Edward stirred the fire. One of the innovations in the merchant’s house was a brick chimney, which meant the room was wonderfully free of smoke. July, and the evenings chilly – just his luck to have to buy firewood in high summer.

He owed Louis of Bavaria – the Holy Roman Emperor – £54,000. If he couldn’t pay some of that back, he would never receive his blessing. He had to buy an angel because he hadn’t inherited one.

He snuffed out his candle. The last of the daylight filtered weakly through the glass of his window. He kneeled towards it. ‘Lord, help me. Lead me from this wilderness. Grant me your favour. I have built you a great chapel at Windsor, I have contributed mightily to your church. I will crusade, I will tear the unbeliever from Jerusalem – but build my strength. Let me bring King Philip to terms. I am not a greedy king. I do not seek to rule France, just to defend my lands. When I have angels, I will …’

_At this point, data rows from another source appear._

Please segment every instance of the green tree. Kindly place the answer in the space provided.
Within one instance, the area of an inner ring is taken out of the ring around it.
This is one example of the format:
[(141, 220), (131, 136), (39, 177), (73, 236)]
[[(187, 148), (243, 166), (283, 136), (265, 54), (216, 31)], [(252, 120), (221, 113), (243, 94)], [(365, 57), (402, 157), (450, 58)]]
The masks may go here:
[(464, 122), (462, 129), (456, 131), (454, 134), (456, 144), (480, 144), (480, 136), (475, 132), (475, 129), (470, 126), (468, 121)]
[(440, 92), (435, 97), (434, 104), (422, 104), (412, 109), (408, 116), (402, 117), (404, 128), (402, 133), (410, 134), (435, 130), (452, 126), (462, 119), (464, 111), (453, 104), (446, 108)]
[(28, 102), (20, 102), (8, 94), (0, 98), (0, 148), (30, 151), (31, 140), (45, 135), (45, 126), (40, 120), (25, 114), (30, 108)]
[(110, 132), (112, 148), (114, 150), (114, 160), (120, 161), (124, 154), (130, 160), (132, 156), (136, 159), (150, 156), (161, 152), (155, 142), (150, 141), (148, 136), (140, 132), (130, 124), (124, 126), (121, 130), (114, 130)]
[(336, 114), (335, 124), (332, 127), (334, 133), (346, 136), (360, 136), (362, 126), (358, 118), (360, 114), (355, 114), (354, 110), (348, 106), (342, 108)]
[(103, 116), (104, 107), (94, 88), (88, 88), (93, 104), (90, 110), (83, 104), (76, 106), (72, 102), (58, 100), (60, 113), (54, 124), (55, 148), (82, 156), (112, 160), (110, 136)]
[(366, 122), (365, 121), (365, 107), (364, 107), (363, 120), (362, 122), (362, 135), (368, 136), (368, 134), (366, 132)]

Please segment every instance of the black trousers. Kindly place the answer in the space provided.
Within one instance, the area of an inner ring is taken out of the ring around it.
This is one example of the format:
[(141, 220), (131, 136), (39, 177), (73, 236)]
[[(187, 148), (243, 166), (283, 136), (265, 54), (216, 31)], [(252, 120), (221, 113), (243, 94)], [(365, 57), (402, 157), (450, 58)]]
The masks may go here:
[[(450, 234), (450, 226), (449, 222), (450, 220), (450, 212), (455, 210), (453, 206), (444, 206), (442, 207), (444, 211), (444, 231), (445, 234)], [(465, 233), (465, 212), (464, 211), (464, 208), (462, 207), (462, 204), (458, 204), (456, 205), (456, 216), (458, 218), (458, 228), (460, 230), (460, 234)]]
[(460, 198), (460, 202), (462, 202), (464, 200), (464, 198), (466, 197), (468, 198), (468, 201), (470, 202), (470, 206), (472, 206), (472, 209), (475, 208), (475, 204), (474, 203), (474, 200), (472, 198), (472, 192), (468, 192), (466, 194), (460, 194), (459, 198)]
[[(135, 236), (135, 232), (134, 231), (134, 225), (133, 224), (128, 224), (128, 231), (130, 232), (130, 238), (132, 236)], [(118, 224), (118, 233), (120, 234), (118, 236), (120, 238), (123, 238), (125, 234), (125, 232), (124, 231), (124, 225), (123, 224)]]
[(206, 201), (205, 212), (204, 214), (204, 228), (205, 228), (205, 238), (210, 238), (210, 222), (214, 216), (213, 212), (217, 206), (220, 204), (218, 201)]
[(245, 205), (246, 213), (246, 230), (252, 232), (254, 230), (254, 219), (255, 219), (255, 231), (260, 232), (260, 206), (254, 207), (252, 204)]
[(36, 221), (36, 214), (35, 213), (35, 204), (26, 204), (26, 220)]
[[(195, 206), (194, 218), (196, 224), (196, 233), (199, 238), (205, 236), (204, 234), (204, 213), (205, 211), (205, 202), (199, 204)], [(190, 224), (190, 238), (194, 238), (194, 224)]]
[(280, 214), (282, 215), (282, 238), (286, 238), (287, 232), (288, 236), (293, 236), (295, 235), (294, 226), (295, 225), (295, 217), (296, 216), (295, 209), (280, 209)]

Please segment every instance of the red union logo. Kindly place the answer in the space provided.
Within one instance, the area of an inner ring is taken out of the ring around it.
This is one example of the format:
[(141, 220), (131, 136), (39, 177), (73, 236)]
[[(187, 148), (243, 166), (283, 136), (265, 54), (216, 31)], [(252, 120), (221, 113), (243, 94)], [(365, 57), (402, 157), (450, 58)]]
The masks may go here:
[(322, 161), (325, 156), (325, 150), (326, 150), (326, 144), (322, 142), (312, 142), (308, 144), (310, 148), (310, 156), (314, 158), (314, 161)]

Somehow he couldn’t say the words. Atone. Put it all right. They implied he had been in the wrong, not the victim of a fraud perpetrated by his mother and by her lover The Mortimer. He had been forced to take radical steps, make unpalatable bargains. He had no choice.
Never forget that, Edward. There was no other way.

No angels. Why? Because The Mortimer had compromised him, told him his father was dead. After young Edward had been crowned, The Mortimer told him his father had not died after all but had been taken away. The threat was clear – be The Mortimer’s spaniel or face exposure as a usurper. For a time he hadn’t known if The Mortimer had lied. But where were his angels?

He touched the finger bone of St Catherine he carried in a purse at his belt, trying to bring the saint into his mind. He saw and felt nothing, no light, no sense of calm.

The light was dying. A wind was in the chimney. Edward watched as the fire breathed sparks into the room, each one so bright and so quickly extinguished. Like men’s hopes, he thought.